May I take sometime today to give you some highlights of what has been going on with the Mathari Children’s Fund since the beginning of the year.
We held a workshop with Amani People’s Theaters on Participatory Theatre in Child Rehabilitation (from playing, to learning to change) for 5 days which I must say was very successful. A total of 68 children were led through a creative journey of self discovery and self awareness through interactive techniques of theatre and other participatory games and exercises. This process will help them to develop coping mechanisms for the myriad issues facing them as young people in the slums. One of the initiatives resulting from the workshop was to organize outreach programs during school holidays themselves, to enlighten and raise awareness on the dangers of risk behavior, such as promiscuity and drug abuse. This activity has the potential to raise the self esteem of the young people as they become part of the change they want to see in others and themselves.

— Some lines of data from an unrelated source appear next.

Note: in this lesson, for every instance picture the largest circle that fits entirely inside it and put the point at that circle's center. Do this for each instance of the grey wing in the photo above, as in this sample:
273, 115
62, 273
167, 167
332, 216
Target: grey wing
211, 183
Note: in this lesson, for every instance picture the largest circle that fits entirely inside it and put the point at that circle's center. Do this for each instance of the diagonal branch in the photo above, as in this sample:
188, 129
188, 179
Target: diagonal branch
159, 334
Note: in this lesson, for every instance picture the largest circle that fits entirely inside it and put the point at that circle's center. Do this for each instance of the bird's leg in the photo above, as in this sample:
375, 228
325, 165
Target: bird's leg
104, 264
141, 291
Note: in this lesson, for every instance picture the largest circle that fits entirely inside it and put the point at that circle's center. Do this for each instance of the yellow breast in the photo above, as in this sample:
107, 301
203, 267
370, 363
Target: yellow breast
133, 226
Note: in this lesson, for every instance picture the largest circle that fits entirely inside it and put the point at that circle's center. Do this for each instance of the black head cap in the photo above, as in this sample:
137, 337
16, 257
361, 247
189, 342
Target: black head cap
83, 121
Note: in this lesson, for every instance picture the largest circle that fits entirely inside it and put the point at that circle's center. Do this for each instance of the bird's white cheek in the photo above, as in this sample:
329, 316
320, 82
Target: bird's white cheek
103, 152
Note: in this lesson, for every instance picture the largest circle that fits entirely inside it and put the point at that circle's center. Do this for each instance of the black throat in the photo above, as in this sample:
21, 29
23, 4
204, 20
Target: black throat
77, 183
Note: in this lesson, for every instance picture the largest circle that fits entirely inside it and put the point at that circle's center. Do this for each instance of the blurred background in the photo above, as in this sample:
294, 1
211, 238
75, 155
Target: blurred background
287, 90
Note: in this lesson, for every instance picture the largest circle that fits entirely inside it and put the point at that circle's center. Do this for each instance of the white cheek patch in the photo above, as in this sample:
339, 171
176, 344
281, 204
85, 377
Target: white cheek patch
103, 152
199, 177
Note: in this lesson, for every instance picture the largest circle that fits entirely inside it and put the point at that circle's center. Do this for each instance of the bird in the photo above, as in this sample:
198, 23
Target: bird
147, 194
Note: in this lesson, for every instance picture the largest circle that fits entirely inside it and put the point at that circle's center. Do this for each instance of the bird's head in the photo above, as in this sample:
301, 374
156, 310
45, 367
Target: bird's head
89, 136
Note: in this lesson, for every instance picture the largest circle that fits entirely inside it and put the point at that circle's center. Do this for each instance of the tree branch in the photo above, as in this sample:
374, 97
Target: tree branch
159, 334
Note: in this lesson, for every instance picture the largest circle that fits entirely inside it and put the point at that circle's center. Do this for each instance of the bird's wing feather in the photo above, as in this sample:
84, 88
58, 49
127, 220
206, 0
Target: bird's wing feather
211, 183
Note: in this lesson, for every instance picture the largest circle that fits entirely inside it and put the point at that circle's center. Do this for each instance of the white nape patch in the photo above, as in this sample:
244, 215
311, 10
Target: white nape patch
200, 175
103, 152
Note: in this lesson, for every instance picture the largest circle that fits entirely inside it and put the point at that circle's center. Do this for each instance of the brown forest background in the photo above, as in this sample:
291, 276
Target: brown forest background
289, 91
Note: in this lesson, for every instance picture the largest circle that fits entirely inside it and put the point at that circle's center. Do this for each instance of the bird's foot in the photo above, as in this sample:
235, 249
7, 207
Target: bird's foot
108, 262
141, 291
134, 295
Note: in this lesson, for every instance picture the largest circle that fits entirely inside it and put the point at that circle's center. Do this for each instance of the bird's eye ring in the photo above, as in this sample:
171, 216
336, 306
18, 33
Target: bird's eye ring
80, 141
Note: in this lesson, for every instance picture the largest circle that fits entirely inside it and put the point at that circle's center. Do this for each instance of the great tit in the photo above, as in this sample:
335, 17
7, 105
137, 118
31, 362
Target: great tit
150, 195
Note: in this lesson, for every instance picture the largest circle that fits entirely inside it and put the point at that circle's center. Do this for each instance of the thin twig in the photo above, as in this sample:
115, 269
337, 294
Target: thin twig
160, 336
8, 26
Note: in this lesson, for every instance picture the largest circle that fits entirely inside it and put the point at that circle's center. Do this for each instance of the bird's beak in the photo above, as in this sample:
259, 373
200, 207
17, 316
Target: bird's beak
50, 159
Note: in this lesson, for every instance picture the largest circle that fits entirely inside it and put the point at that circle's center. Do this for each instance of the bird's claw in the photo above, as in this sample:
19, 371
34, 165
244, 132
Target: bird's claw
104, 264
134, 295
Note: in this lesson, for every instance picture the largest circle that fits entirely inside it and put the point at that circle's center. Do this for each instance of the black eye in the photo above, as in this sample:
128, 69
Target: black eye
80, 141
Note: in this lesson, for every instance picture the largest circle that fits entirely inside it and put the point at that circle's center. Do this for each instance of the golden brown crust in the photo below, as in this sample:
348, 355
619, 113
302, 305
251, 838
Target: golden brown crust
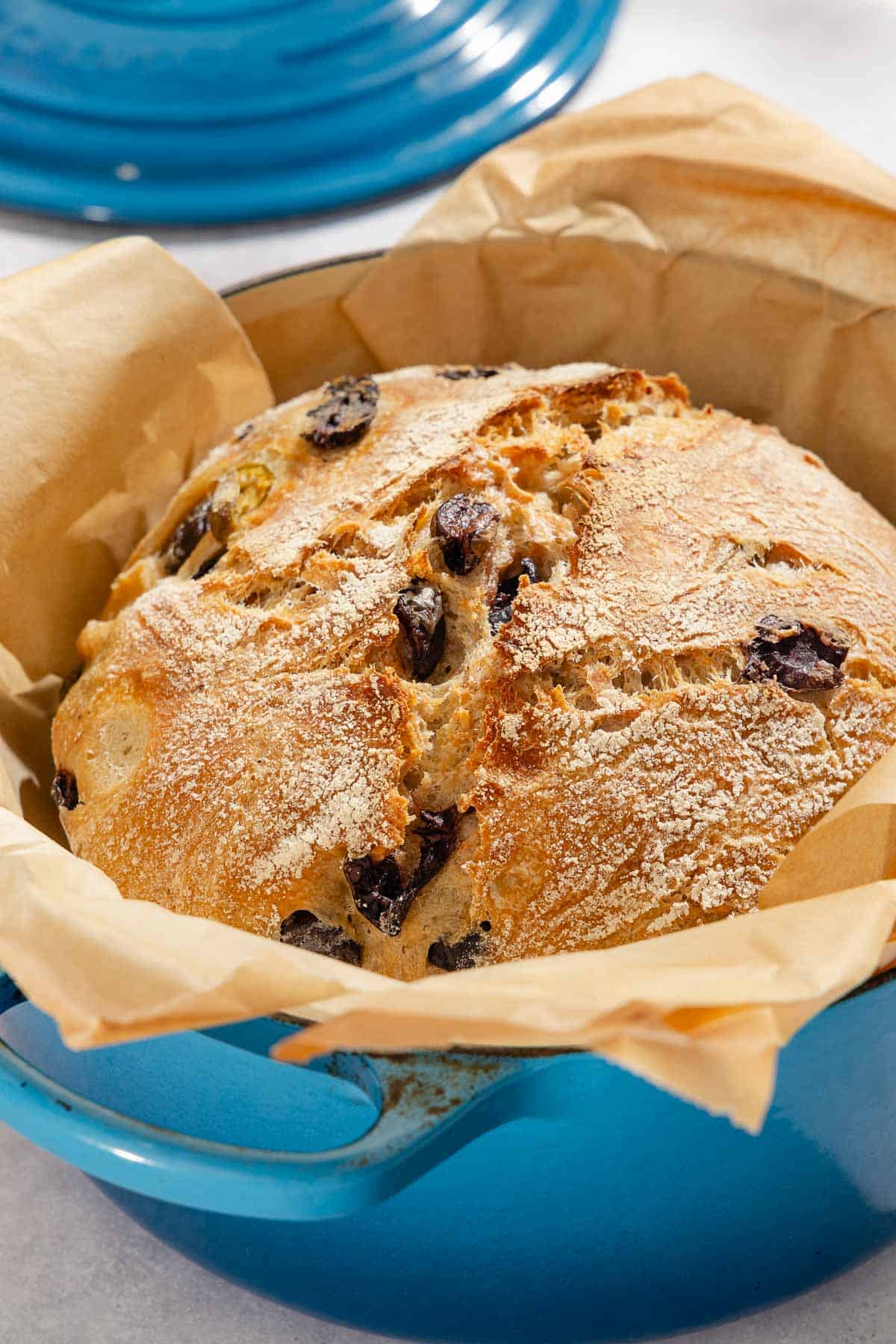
238, 735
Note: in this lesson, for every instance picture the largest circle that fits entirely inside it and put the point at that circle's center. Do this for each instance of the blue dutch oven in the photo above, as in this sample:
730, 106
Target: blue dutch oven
479, 1196
208, 111
527, 1196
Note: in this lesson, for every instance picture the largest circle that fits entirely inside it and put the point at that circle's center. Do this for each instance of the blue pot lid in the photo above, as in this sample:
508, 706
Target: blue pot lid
211, 111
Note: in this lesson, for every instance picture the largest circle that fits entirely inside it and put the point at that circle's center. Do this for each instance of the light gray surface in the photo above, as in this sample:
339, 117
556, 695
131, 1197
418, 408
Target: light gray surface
73, 1268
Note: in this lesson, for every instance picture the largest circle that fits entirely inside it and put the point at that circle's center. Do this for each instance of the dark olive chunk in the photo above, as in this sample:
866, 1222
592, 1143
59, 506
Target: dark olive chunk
378, 892
346, 416
438, 836
187, 537
304, 929
65, 791
464, 527
422, 617
378, 889
501, 608
455, 956
798, 656
457, 371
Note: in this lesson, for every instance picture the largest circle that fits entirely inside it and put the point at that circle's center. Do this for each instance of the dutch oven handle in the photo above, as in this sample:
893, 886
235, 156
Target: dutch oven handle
429, 1108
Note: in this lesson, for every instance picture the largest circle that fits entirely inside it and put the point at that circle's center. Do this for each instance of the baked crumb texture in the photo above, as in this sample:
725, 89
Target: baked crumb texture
245, 739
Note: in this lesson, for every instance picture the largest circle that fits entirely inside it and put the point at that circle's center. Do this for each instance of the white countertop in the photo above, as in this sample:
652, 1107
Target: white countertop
74, 1269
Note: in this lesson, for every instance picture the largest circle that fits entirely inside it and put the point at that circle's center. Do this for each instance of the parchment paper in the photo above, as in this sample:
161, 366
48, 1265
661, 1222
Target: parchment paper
688, 226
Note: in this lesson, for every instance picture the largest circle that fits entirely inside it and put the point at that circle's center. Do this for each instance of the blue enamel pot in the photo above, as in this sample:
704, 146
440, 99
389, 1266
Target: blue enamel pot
541, 1196
479, 1196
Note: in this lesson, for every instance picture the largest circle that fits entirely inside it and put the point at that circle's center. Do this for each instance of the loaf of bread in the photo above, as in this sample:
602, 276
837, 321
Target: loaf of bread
455, 665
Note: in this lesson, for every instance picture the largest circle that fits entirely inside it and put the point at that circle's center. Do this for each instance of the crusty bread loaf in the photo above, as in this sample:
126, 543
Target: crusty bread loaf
464, 665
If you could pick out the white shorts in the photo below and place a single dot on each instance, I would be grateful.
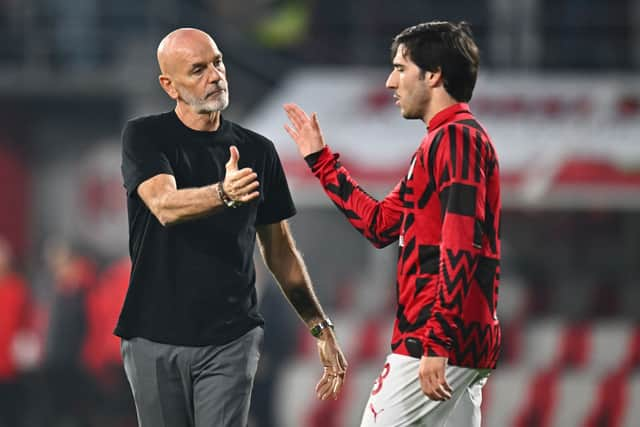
(397, 400)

Selected children were visited in school during the January – March school term, for a one-on-one between the children and the facilitators after which a follow-up workshop for the children during the next school holidays would be conducted. This particularly targets aggressive behavior which remains following the election violence two years ago.
We completed our annual medical checkup. This saw 62 children go through a complete program of medical tests. We usually do this for the early detection of common health risks. Following this check-up, 19 children were found to be ailing from different diseases and had to seek medical attention in a hospital with the necessary facilities. All the 19 children are now doing fine.

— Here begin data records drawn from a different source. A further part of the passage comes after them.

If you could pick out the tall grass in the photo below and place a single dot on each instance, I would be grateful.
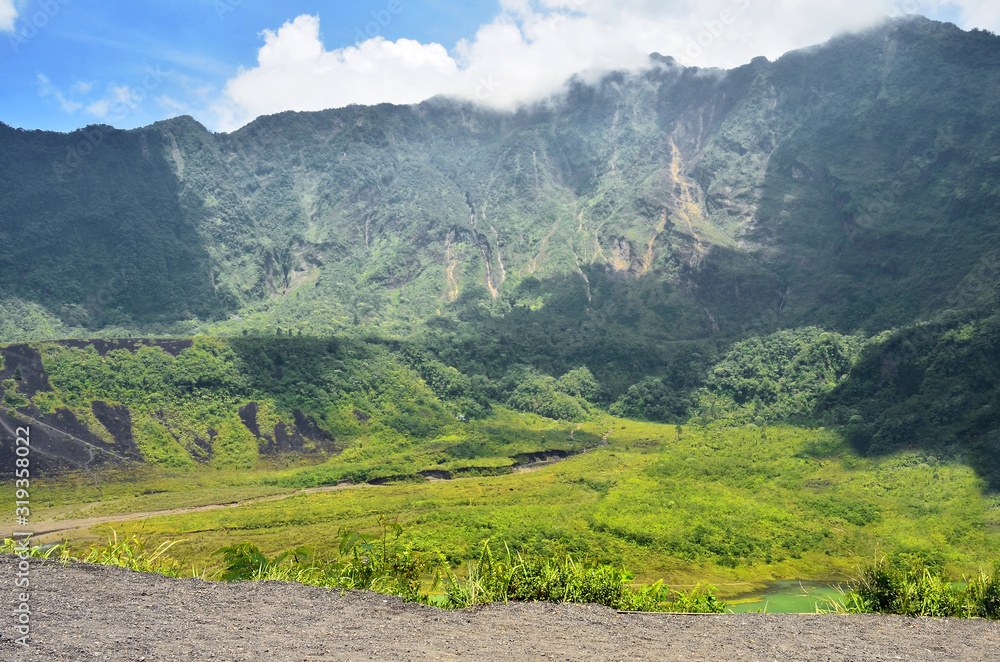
(514, 577)
(913, 587)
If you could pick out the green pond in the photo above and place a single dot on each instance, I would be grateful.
(788, 597)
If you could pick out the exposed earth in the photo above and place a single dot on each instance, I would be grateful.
(91, 612)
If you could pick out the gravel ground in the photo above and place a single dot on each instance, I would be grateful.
(89, 612)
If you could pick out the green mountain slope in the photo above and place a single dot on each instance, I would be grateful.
(852, 185)
(721, 247)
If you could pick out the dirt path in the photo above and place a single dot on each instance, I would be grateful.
(51, 530)
(86, 612)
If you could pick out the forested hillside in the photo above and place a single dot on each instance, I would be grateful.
(811, 239)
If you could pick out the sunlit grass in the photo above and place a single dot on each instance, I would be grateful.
(714, 505)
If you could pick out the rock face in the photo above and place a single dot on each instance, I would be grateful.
(849, 185)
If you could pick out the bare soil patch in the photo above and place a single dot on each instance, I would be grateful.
(88, 612)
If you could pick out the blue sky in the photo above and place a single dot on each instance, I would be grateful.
(68, 63)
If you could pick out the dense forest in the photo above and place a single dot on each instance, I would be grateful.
(809, 240)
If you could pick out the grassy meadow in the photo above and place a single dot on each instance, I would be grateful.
(734, 507)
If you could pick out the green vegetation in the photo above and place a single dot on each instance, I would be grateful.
(759, 343)
(716, 504)
(914, 586)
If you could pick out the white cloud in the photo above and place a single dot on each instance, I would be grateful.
(47, 89)
(532, 47)
(8, 14)
(171, 104)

We also held our annual end of year party with our children on the 22nd of December. During the party, various awards were handed out to those deserving especially those that performed very well in academics and areas of interest to different children. We had a great time, with dance competitions, drama and poetry among other competitions like soccer and volleyball.
In January this year, 11 children joined different secondary schools all over the country after they performed well in the Kenya national examinations for primary education. 4 joined prestigious national schools. All the children in the program reported to school on time from the 4th of January.
February saw us hold a 2 days parents’ workshop facilitated by Amani People’s Theatre. The workshop was attended by 23 participants – 19 parents, 2 members of staff and 2 visiting interns from Austria. Of the 19 parents, 2 were male and 17 female. The workshop was designed to build upon the children’s workshop. The parents were informed of the issues raised by the children, and it was quite an eye-opener for them. A majority of the parents present expressed a lack of appropriate skills, time and space to interact well with their children. Rather than depending on individual parents to come up with solutions, one key way forward was for the parents to elect representatives to meet either all the children or representatives of the children, in a facilitated session to design joint strategies to deal with the existing and emerging challenges. Since family issues often destabilize the lives of children in the slum, we regard this as a key initiative that we hope will lead to concrete improvements over time.
Seven of our students sat for their final high school exams, and performed pretty well. All of them have joined computer colleges, which will be a great help to them in taking up future employment opportunites.
Living with an HIV or AIDS diagnosis can be a difficult and stressful reality for many people. If you need someone to talk to, or are looking to meet other positive people from a similar cultural background, it becomes very hard especially in the slums. With this in mind we met some few parents who have been diagnosed and found to be positive with HIV/AIDS and have expressed the need to start a support group. Since our project works on the principle of working in partnership with agencies such as hospitals, community workers, benefit agencies, counselors among others who all share a responsibility for providing key services to people living with HIV, we believe we could indeed work on creating a support group. We will be taking this forward in the coming months.
It would be appropriate to mention that with your continued support, were able to raise $39,000 in the Global Giving Challenge late last year, and we sincerely appreciate your continued support and assistance as we endeavor to facilitate the uplifting of children's lives. These monies will go a long way in meeting the needs of our children under our care.
Like always please feel free to ask any questions or information regarding our project.